Lo skateboard, un oggetto non sempre ben visto dai genitori per gli effettivi pericoli di cadute, giova di un netto endorsement proveniente da un nuovo studio scientifico.
Pubblicata su International Review for the Sociology of Sport, [1] la ricerca fa luce su come questo sport urbano possa avere un impatto positivo sul benessere e sull’immagine corporea.
Skateboarding: più di uno sport
Lo studio, condotto dai ricercatori della Nottingham Trent University, ha coinvolto 48 skater donne di età compresa tra 8 e 27 anni. Le partecipanti provenivano da background e livelli di abilità diversi, rappresentando sia le comunità di skateboard urbane che quelle rurali. Attraverso interviste e focus group, i ricercatori hanno esplorato il modo in cui lo skateboard contribuisce alla salute mentale e al benessere.
Libertà, divertimento e concentrazione sono emersi come temi chiave. Molti intervistati hanno descritto l’euforia e la libertà fisica che sperimentano mentre pattinano. Le richieste di concentrazione e immersione dello sport hanno anche fornito un senso di calma e benessere, consentendo ai partecipanti di sfuggire a pensieri intrusivi e a eventi difficili della vita.

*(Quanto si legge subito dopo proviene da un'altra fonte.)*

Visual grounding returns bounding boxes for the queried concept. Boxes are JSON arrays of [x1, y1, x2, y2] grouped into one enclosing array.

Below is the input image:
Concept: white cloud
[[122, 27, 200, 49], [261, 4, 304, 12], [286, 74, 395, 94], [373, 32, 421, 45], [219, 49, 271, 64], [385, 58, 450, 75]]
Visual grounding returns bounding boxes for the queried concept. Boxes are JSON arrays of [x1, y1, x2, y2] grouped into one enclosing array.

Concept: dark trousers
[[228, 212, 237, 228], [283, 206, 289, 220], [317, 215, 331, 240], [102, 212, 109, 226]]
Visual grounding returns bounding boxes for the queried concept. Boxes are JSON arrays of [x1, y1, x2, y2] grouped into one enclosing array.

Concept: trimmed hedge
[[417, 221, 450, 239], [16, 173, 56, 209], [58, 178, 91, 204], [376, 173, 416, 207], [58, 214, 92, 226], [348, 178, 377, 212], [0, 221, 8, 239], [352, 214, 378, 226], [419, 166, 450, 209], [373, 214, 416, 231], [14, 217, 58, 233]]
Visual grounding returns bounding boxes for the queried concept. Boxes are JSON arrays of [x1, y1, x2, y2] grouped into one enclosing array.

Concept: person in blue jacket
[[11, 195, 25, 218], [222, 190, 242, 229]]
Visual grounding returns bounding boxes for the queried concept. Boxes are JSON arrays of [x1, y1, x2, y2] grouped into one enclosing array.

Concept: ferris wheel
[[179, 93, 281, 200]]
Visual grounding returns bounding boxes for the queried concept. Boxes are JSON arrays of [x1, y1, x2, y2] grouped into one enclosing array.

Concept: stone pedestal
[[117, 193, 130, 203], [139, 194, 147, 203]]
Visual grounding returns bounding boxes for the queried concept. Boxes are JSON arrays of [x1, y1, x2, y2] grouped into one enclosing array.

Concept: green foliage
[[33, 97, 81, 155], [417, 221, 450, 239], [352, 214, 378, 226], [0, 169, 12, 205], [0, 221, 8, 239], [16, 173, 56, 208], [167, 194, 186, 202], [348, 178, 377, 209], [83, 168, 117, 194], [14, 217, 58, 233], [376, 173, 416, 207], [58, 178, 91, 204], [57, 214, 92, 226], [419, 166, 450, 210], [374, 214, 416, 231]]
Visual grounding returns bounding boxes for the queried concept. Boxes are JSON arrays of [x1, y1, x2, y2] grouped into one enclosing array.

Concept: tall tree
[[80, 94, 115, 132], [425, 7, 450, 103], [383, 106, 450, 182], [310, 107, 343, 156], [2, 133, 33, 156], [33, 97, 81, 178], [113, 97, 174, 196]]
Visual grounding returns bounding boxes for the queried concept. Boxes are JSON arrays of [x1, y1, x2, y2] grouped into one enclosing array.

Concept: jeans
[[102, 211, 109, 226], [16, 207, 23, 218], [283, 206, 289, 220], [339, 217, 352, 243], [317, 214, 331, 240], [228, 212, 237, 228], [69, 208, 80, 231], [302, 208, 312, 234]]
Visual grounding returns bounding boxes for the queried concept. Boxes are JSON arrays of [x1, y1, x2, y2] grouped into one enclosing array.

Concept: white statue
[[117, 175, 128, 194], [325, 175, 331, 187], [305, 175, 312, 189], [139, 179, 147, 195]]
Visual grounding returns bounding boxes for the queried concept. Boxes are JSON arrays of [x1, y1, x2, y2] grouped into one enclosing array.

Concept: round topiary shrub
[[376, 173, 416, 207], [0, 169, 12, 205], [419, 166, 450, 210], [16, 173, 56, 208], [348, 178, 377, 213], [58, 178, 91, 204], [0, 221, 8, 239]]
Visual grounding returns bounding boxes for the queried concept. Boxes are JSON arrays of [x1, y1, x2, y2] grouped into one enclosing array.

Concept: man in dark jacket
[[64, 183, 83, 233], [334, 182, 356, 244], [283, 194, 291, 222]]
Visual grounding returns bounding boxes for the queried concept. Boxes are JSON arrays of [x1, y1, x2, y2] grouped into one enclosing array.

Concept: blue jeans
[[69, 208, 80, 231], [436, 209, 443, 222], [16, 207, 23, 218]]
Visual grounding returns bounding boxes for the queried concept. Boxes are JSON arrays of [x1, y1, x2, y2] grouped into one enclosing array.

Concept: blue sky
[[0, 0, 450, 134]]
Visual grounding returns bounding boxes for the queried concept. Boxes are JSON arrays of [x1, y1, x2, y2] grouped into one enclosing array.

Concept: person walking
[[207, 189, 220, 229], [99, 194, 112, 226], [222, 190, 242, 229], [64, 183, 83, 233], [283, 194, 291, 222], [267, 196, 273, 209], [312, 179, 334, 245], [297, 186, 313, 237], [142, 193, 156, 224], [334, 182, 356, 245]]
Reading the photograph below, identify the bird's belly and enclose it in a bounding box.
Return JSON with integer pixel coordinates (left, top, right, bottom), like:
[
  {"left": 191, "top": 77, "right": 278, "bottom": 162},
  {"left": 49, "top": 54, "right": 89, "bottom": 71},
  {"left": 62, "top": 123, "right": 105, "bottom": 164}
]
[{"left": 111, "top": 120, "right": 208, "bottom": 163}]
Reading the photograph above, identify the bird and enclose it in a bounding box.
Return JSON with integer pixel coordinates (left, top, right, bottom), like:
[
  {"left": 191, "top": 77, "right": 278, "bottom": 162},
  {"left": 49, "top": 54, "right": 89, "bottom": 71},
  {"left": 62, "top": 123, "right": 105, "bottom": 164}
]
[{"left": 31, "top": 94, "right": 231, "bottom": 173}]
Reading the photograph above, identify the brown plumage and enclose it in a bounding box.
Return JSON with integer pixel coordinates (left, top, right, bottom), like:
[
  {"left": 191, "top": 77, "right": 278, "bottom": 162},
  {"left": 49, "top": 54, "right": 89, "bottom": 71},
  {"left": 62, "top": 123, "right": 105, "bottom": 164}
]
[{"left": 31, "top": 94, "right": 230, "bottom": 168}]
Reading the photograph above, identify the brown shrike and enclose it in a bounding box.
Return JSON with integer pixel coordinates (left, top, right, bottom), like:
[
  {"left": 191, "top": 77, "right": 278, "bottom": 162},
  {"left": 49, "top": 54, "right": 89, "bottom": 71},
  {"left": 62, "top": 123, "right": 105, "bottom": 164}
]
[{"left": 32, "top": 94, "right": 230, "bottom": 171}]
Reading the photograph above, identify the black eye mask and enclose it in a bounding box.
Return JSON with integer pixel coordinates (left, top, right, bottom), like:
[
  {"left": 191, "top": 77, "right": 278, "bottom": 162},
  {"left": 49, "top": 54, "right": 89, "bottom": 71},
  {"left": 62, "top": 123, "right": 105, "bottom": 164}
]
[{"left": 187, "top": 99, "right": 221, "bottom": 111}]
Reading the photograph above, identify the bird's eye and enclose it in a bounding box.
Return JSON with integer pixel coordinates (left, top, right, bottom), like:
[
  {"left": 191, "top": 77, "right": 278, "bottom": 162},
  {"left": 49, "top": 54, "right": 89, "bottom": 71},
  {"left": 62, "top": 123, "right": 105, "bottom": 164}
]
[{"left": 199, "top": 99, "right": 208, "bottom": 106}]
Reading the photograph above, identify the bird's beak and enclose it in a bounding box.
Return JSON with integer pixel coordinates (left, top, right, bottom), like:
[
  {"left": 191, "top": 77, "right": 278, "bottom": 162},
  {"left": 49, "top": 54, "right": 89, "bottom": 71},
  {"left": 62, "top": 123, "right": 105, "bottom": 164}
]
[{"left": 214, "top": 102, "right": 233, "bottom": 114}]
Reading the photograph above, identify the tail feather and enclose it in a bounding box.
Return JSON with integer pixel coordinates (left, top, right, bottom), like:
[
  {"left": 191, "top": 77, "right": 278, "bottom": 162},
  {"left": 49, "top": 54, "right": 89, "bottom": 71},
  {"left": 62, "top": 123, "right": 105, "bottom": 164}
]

Costruire autocompassione e comunità
Una delle scoperte più intriganti è stato lo sviluppo dell’autocompassione corporea tra gli skater. I partecipanti hanno riferito di una maggiore fiducia nei loro corpi e nelle loro capacità, allontanandosi dalle preoccupazioni sui limiti o sui fallimenti. Questa ritrovata sicurezza si è estesa oltre lo skatepark, influenzando positivamente l’immagine complessiva di sé.
Anche l’aspetto sociale dello skateboard ha avuto un ruolo cruciale. Mentre alcuni partecipanti hanno trovato difficile integrarsi completamente nelle scene di skateboard locali, molti hanno beneficiato della crescente presenza delle donne nello sport. Gruppi dominati dalle ragazze e sessioni riservate alle donne presso skatepark gestiti hanno fornito spazi preziosi per la creazione di comunità e il supporto reciproco.
Una nuova prospettiva sul rischio e la concorrenza
Contrariamente alla percezione comune, lo studio ha rivelato che i rischi intrinseci dello skateboard potrebbero in realtà contribuire ai suoi benefici per la salute mentale. L’accettazione di cadute e fallimenti, anche a livelli competitivi, favorisce un ambiente unico di supporto e incoraggiamento tra le skater donne.
La professoressa Carrie Paechter, che ha guidato la ricerca, spiega che lo skateboard offre uno spazio unico alle giovani donne per coltivare l’autocompassione corporea e migliorare il benessere generale.